The above write-ups are a bit opaque. Normal
arithmetic operates on infinitely many numbers 1, 2, 3, ... while
modular arithmetic only uses finitely many, and the
numbers wrap around at some point. The obvious example is
clock time, which goes 1, 2, 3, ..., 11, 12, 1, 2, 3, ...
The maximum number (12 in the case of a clock) is called the modulus. The word modulo is Latin for "with the modulus...".
Addition works normally up to the modulus, so 5 + 6 = 11, then beyond that you discard the modulus: 5 + 9 = 14 = 2 (modulo 12). Nine hours after five o'clock is two o'clock.
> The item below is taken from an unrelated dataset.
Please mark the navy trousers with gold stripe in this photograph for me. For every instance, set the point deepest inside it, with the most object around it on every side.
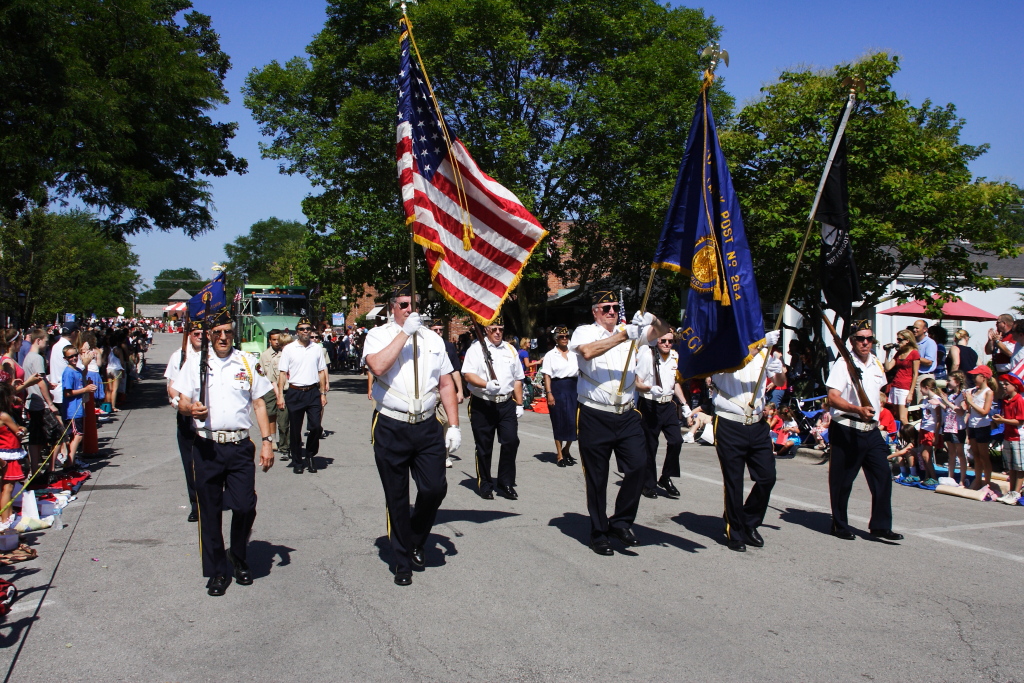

The equation a = b (modulo c) means that if you throw away enough copies of c from one side, you get a = b. For example, what is 147 modulo 9? Well throw away 90, and that leaves 147 = 57 (modulo 9). Nine somethings are 54, so we can throw that away, leaving 147 = 3 (modulo 9).
In programming, the MOD function (however that's written in the particular language) reduces an arbitrary number to something in the range from 0 to the maximum. So 147 MOD 9 returns 3. As 0 = n (modulo n) for any n, the MOD function always returns 0 rather than n in that case.
The official terminology is a = b (modulo c), but often you know you are operating with a particular modulus, and simply write a = b, e.g. 1 = 13.
For all the good technical details see integers modulo n.